23andme offers a simple inexpensive genetic test (done through saliva-$99). You can order online or through results are received in approximately 4-6 weeks and we can begin your individualized nutrient supplementation protocol.
First Visit: After receiving the results from your genetic test, we will put your data through several templates to extract the information that is clinically relevant. (The cost of these is variable, generally about $35). We can then use kinesiology to determine your exact nutrient needs and amounts of supplements needed to compensate for your genetic variants. Remember, you have had a lifetime of not being able to absorb certain nutrients, so repair and detoxification will take a bit of time. However, progress is generally seen quickly in certain symptoms such as depression, focus, memory and fatigue. This first visit can take from 1.5-2 hours to take a history, go over your results and design a health program for you.

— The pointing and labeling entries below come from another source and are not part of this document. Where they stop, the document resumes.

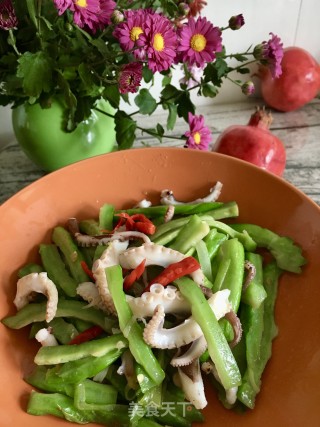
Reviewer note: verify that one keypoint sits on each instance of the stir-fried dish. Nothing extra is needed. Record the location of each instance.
(134, 308)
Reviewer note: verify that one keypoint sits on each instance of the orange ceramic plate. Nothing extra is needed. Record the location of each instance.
(290, 393)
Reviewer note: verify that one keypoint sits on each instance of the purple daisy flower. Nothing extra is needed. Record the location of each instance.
(159, 41)
(8, 18)
(129, 31)
(62, 5)
(86, 13)
(106, 9)
(248, 88)
(130, 77)
(199, 135)
(273, 54)
(236, 22)
(270, 53)
(199, 40)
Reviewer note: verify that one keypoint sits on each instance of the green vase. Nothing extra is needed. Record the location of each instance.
(39, 133)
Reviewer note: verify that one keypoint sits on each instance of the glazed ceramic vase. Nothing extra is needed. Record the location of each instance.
(41, 136)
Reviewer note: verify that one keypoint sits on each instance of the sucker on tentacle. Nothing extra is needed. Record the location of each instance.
(192, 384)
(194, 352)
(155, 255)
(167, 196)
(158, 337)
(37, 282)
(103, 239)
(109, 258)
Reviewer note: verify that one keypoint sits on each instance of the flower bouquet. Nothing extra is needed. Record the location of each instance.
(87, 50)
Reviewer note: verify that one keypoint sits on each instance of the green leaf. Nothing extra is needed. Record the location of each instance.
(31, 5)
(209, 90)
(215, 72)
(170, 92)
(156, 132)
(89, 85)
(145, 101)
(69, 123)
(112, 94)
(172, 116)
(125, 130)
(35, 71)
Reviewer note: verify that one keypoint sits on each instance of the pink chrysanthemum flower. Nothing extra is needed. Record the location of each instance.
(129, 31)
(199, 135)
(236, 22)
(159, 41)
(192, 77)
(273, 54)
(130, 77)
(85, 13)
(199, 41)
(106, 9)
(62, 5)
(8, 19)
(196, 6)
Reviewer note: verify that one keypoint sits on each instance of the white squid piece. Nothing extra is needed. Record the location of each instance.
(109, 258)
(144, 306)
(156, 255)
(40, 283)
(192, 384)
(158, 337)
(46, 338)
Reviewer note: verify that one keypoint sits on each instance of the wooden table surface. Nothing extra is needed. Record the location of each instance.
(299, 131)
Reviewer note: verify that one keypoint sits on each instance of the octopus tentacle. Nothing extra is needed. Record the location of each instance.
(143, 306)
(167, 196)
(45, 337)
(169, 297)
(103, 239)
(156, 336)
(37, 282)
(156, 255)
(194, 352)
(192, 384)
(90, 293)
(231, 393)
(109, 258)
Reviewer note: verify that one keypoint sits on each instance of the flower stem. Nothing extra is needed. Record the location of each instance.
(12, 42)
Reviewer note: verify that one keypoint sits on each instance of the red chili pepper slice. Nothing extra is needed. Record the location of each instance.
(143, 224)
(87, 335)
(174, 271)
(136, 222)
(134, 275)
(87, 270)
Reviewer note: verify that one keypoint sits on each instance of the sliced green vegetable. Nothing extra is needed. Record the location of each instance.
(190, 234)
(57, 270)
(73, 257)
(30, 268)
(218, 346)
(130, 328)
(260, 330)
(53, 355)
(255, 293)
(36, 312)
(286, 253)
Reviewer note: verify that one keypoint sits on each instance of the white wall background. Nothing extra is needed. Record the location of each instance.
(296, 22)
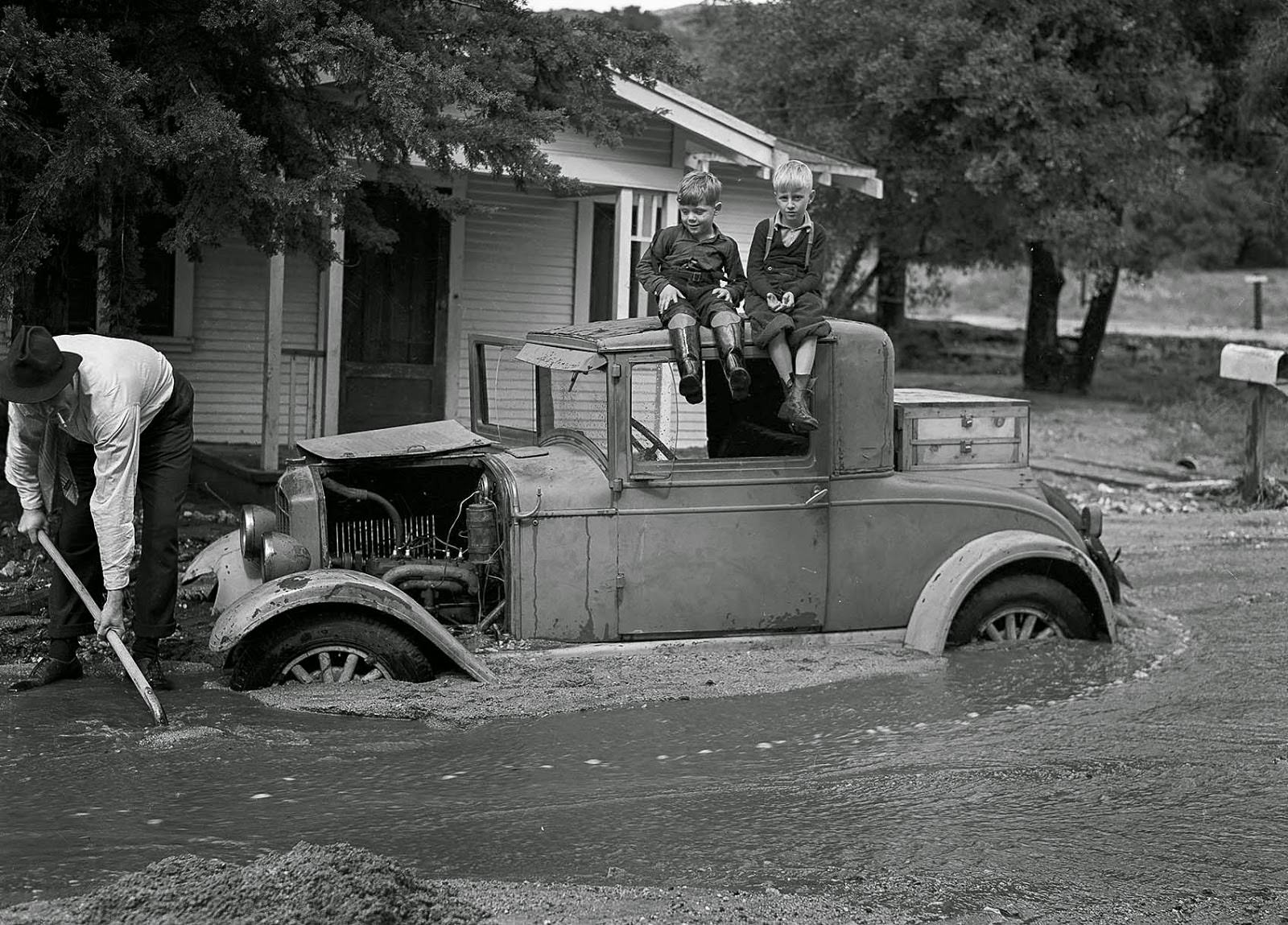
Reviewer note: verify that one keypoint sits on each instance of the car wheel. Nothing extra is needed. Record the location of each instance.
(328, 650)
(1019, 609)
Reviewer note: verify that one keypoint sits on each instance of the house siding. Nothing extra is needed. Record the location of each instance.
(225, 365)
(519, 263)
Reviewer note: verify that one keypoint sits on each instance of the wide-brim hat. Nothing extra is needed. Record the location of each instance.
(35, 369)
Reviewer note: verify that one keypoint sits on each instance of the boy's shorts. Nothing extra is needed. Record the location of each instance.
(803, 320)
(701, 304)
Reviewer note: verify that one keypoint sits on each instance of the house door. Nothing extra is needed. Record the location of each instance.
(393, 345)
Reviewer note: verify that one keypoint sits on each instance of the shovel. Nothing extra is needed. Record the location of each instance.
(128, 663)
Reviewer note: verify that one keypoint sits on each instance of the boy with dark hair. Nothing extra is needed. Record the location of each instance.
(785, 266)
(696, 274)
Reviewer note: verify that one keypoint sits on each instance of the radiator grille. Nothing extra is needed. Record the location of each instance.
(283, 510)
(375, 538)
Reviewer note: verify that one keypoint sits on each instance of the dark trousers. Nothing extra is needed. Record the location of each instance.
(165, 457)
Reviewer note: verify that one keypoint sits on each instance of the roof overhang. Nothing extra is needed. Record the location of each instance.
(732, 141)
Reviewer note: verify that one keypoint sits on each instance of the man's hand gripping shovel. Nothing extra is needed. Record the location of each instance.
(114, 638)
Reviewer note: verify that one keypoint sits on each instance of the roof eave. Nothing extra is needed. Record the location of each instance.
(737, 142)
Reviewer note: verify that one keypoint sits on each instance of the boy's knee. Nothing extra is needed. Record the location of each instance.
(680, 315)
(778, 325)
(723, 316)
(811, 302)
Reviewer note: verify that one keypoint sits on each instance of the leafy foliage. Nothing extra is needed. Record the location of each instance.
(264, 116)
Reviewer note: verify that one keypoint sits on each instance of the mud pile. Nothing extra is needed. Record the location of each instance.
(307, 886)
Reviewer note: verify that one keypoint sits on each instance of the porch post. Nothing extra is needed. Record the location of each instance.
(270, 432)
(622, 254)
(332, 338)
(456, 330)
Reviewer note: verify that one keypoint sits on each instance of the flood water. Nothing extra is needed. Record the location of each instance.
(1072, 766)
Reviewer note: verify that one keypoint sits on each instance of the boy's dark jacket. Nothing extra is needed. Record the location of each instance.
(770, 272)
(676, 257)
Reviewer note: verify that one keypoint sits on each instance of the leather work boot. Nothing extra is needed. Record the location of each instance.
(688, 356)
(154, 670)
(729, 341)
(49, 670)
(796, 409)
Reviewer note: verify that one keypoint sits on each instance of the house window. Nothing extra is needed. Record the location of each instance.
(603, 232)
(71, 295)
(647, 216)
(612, 236)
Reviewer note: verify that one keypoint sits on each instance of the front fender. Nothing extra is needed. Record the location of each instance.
(961, 572)
(336, 586)
(206, 562)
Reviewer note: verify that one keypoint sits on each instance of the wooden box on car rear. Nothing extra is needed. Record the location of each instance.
(938, 429)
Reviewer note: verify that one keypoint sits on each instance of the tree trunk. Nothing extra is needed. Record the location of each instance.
(892, 289)
(1094, 328)
(103, 276)
(1043, 362)
(840, 300)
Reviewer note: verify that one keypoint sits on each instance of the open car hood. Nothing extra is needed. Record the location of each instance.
(431, 438)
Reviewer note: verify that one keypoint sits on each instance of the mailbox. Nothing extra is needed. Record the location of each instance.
(1256, 365)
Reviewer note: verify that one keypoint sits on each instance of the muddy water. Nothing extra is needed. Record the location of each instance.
(1077, 770)
(799, 786)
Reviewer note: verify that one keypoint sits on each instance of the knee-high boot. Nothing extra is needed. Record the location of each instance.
(729, 341)
(796, 407)
(687, 345)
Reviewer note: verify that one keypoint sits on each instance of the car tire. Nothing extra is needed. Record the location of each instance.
(328, 650)
(1021, 609)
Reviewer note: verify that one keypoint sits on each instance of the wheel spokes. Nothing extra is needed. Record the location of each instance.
(324, 665)
(1021, 625)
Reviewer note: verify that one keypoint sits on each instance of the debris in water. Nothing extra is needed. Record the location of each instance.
(308, 886)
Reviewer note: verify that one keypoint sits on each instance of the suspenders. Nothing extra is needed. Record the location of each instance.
(809, 242)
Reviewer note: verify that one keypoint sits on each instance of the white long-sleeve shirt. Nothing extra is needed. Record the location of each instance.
(120, 386)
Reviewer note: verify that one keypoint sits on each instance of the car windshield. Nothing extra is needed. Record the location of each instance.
(579, 401)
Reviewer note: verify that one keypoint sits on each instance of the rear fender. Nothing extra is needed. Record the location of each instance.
(960, 573)
(336, 586)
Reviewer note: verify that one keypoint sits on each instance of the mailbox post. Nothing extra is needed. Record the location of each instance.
(1265, 371)
(1257, 283)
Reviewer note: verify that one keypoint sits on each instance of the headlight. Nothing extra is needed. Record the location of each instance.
(283, 554)
(257, 521)
(1092, 519)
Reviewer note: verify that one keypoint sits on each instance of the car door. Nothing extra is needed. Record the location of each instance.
(721, 513)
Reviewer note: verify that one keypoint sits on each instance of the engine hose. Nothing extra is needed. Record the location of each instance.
(433, 584)
(433, 570)
(364, 495)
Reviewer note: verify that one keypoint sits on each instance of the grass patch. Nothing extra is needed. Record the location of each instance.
(1174, 298)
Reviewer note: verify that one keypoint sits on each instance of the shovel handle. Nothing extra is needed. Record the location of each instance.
(114, 638)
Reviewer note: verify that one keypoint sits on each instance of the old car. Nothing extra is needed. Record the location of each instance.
(589, 502)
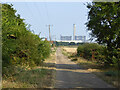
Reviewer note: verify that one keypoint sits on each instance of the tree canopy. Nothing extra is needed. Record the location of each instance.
(104, 24)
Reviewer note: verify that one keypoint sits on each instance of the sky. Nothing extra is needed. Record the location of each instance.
(60, 15)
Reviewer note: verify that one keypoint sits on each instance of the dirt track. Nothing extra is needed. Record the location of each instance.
(70, 75)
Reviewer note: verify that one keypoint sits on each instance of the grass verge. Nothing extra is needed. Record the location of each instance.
(109, 74)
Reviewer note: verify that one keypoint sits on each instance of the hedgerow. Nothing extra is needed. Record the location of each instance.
(19, 45)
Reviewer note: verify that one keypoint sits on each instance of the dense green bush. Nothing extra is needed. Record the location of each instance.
(19, 45)
(89, 49)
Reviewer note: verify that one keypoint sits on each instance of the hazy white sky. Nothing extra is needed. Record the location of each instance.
(62, 15)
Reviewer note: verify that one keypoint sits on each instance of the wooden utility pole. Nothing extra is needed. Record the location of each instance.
(49, 32)
(74, 29)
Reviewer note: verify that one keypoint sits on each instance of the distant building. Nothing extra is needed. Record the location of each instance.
(65, 37)
(82, 38)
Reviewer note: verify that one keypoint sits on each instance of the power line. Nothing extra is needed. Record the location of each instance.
(49, 31)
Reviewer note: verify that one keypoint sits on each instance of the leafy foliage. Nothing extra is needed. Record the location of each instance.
(104, 24)
(19, 45)
(89, 49)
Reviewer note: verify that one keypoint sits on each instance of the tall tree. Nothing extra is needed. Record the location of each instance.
(104, 24)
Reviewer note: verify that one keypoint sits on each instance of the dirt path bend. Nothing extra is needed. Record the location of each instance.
(70, 75)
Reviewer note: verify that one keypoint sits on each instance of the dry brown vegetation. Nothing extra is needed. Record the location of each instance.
(93, 67)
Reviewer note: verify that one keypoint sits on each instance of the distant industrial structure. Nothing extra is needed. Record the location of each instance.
(75, 38)
(82, 38)
(66, 38)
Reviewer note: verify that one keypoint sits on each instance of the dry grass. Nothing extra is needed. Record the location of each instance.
(99, 70)
(94, 67)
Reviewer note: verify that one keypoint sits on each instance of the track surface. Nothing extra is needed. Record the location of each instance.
(70, 75)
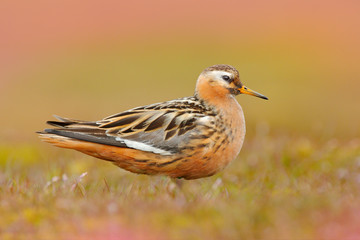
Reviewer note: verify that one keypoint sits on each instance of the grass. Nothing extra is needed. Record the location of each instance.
(280, 187)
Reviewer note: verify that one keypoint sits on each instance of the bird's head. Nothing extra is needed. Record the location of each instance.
(222, 80)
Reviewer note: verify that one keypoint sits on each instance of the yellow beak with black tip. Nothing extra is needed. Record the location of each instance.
(248, 91)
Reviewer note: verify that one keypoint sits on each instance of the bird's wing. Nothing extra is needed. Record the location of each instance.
(159, 128)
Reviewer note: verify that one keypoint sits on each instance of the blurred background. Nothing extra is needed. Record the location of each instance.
(298, 174)
(90, 59)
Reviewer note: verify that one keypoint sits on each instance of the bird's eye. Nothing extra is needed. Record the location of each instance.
(226, 78)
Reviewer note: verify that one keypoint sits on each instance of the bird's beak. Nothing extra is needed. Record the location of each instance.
(248, 91)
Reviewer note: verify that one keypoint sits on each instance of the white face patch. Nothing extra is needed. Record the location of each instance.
(218, 75)
(143, 146)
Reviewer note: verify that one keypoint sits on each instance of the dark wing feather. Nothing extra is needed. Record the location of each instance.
(154, 125)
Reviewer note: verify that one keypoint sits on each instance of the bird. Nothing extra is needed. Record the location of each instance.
(186, 138)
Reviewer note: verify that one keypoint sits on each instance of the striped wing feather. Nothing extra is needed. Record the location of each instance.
(152, 127)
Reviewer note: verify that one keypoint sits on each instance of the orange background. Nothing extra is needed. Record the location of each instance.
(89, 59)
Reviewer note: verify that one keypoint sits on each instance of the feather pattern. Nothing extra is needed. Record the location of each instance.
(189, 138)
(162, 128)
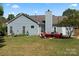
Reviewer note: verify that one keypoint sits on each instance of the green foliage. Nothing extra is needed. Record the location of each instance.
(1, 10)
(10, 16)
(71, 19)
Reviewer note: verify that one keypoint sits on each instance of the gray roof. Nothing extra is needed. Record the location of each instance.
(40, 18)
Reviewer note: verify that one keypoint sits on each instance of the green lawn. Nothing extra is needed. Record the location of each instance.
(34, 45)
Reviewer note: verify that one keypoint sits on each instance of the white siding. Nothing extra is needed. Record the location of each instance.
(48, 22)
(18, 24)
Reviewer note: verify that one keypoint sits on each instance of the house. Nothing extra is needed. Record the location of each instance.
(35, 24)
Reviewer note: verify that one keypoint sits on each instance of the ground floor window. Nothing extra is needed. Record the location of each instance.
(23, 29)
(54, 29)
(11, 29)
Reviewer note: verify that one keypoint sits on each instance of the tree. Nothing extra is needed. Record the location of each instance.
(10, 16)
(71, 20)
(1, 10)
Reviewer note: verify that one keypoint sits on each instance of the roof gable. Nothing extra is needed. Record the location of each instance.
(25, 15)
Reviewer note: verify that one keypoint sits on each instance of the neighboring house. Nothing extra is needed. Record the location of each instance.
(35, 24)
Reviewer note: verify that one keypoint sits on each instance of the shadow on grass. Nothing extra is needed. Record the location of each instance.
(2, 42)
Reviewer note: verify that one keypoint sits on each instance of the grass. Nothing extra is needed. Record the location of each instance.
(36, 46)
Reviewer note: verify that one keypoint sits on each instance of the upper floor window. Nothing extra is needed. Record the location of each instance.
(32, 26)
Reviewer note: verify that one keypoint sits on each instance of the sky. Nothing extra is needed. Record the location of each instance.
(37, 8)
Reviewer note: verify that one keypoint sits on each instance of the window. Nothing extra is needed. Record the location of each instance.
(32, 26)
(23, 29)
(11, 31)
(54, 29)
(43, 21)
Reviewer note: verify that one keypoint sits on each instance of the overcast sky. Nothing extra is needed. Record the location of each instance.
(37, 8)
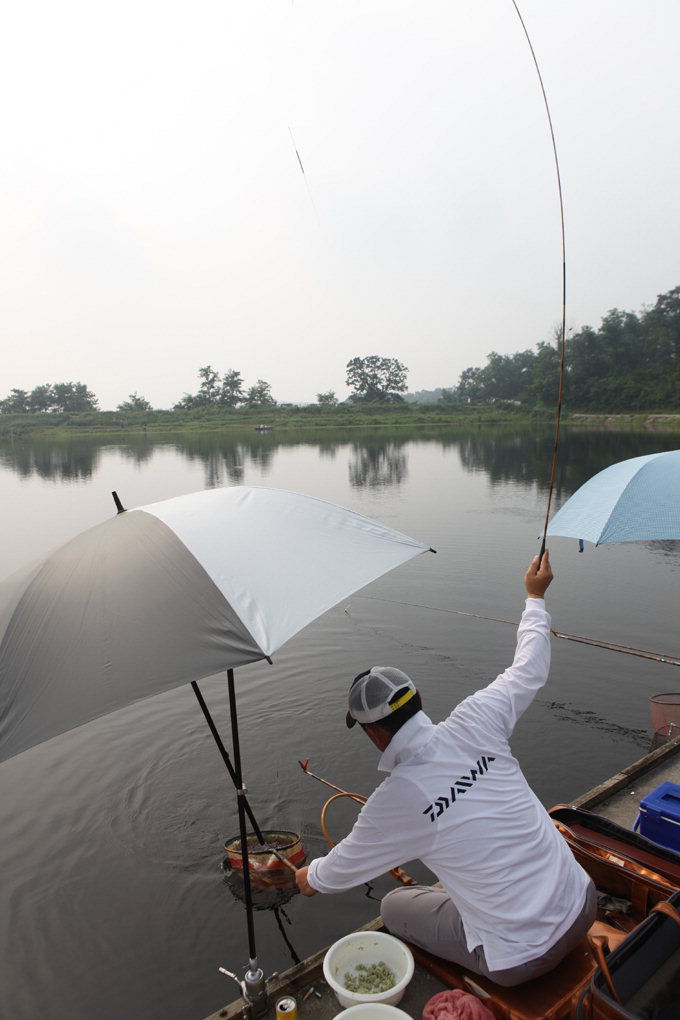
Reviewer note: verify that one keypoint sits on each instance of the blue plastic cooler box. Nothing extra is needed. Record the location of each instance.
(660, 815)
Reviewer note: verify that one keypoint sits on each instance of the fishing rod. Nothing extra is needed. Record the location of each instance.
(563, 342)
(670, 660)
(398, 873)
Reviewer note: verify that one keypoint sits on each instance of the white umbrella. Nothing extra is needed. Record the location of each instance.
(171, 593)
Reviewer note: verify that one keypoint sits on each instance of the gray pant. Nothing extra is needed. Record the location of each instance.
(427, 917)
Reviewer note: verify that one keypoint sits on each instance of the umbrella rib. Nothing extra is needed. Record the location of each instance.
(225, 758)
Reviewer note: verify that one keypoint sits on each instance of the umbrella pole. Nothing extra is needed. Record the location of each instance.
(225, 758)
(255, 986)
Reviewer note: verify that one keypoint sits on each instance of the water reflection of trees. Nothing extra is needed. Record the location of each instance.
(377, 465)
(525, 456)
(53, 461)
(224, 459)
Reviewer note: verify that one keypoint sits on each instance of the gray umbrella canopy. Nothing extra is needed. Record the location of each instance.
(171, 593)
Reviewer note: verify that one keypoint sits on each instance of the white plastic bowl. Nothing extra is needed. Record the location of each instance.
(368, 948)
(372, 1011)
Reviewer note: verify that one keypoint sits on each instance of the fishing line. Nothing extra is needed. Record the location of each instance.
(670, 660)
(564, 285)
(300, 163)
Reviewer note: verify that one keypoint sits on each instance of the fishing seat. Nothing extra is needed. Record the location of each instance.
(548, 998)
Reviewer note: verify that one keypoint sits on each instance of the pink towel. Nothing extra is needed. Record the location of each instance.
(456, 1005)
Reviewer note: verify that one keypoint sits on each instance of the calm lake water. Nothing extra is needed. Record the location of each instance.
(112, 902)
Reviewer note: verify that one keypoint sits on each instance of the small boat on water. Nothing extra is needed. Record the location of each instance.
(632, 875)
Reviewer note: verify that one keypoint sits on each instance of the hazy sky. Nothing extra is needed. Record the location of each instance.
(154, 216)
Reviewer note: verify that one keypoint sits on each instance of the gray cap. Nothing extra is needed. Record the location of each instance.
(377, 693)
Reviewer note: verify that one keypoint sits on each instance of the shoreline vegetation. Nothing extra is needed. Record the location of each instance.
(290, 418)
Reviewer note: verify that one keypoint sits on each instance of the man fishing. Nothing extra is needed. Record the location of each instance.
(513, 900)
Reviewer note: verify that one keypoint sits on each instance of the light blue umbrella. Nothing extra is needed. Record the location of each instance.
(636, 500)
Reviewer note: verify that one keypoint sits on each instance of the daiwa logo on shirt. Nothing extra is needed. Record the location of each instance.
(461, 785)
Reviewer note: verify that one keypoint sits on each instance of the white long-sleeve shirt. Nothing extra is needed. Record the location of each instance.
(457, 800)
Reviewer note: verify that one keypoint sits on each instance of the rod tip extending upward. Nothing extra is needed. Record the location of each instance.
(118, 505)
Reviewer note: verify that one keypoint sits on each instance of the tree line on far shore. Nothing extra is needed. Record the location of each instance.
(630, 363)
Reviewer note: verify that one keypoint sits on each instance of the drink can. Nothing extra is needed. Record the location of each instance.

Because of our very unique genetics and environmental exposure levels your supplement program must be customized to fit your needs. We are trying to repair cellular damage, balance nutrient deficiencies, allow your body to detox, allow your immune system to function normally and repair neurological damage. The good news is that through this program it is possible to address all of these areas and rebalance these systems. However, this process takes time and patience. Success can be achieved by slowly correcting each imbalance and beginning to rebuild the body.
Follow-up visits: On your follow-up visit we will re-evaluate your program and make sure we are not missing any ingredients to get your body functioning normally again. These visits can run from 30-60 minutes depending on your situation and how you are tolerating your treatment protocol.